Its fenced-off blocks of Pike Street were never so packed you couldn't find a place to stand without people touching you (unlike last year), so whatever you were doing, there was a place to socialize and collect your thoughts.
The music seemed uniformly well-played and, for the most part, well-engineered. There were sound issues during some sets -- Deerhunter and Black Lips' on the main stage Friday, for instance -- but mostly everything sounded great.
Only one problem: Standing near any stage. The main, Vera, and Neumo's stages opened up to solid walls of people, and unless you were in the front row or very tall, you probably did a lot more hearing than seeing Block Party performers.

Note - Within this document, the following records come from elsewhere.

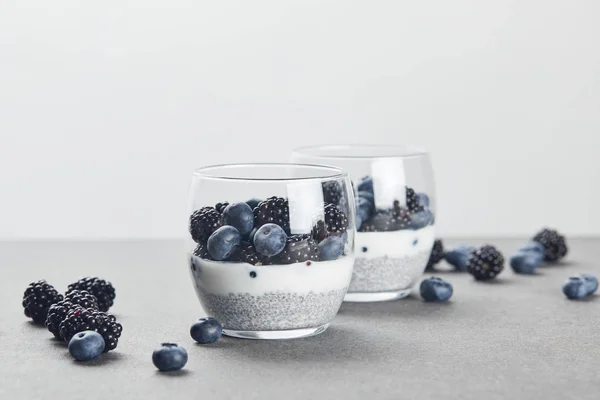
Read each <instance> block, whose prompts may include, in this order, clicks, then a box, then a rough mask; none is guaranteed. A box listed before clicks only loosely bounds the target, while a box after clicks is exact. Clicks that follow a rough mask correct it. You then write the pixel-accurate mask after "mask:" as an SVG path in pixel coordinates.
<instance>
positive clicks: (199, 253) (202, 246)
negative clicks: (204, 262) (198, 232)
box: [194, 243, 212, 260]
mask: <svg viewBox="0 0 600 400" xmlns="http://www.w3.org/2000/svg"><path fill="white" fill-rule="evenodd" d="M194 255H195V256H196V257H200V258H204V259H205V260H211V259H212V258H211V256H210V254H208V249H207V247H206V245H204V244H202V243H198V245H197V246H196V248H195V249H194Z"/></svg>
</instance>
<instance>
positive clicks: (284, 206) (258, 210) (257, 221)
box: [254, 196, 290, 235]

Friday, I saw a lot of acts, but spent almost the entire day Saturday presenting and wrangling performers in Caffe Vita's Bean Room. A group of people from KEXP 90.3 FM partnered with myself and my video team to film concerts every hour on the half hour; we more or less threw our own festival, and brought people in to watch randomly, by handing out tickets in the Block Party crowd. HD videos will be up soon at seattletimes.com/matsononmusic. The crowning event from our Bean Room filming was an interview with Block Party headliners Sonic Youth, during which I sweated underneath stage lights while the legends of experimental rock made fun of me. It was an honor.
Sonic Youth played mostly songs from its new album "The Eternal," and there really could have been no better cap to a festival cohered by "alternative" rock: Sonic Youth all but invented the tag in the '80s and '90s.
Here are the top performances I saw at Capitol Hill Block Party:
The Portland band had the crowd ecstatic Friday, dancing and jumping and nearly flattening the metal fences that were supposed to be keeping it corralled. The music was sweeping synth-pop, but sometimes turned into pounding dance jams. Off and on, multiple members of the four-man band played drums at the same time, and all of them wore dresses.
Beth Ditto's voice ringing through Pike Street Saturday night was a revelation. As she took it from sweet, girly tones to her trademark gravel-blues shout-scream, it was hard to imagine a stronger sounding front-woman in all of rock. Her skintight black and white striped dress was bold, as well. Gossip's Rick Rubin-produced songs were sinister and arena-ready (my first time hearing them), and its murderous version of Aaliyah's "Are U That Somebody" is still ringing in my ears.
Micachu and the Shapes
The UK band played what was plainly the most creative music at Block Party, no small feat in a line-up filled with creative acts taking unusual approaches. Micachu's was most unusual, though: Drum sounds from rusty coffee cans, guitars played above where you're "supposed" to put your fingers, and sharply anthemic vocals put the band's music in a class of its own.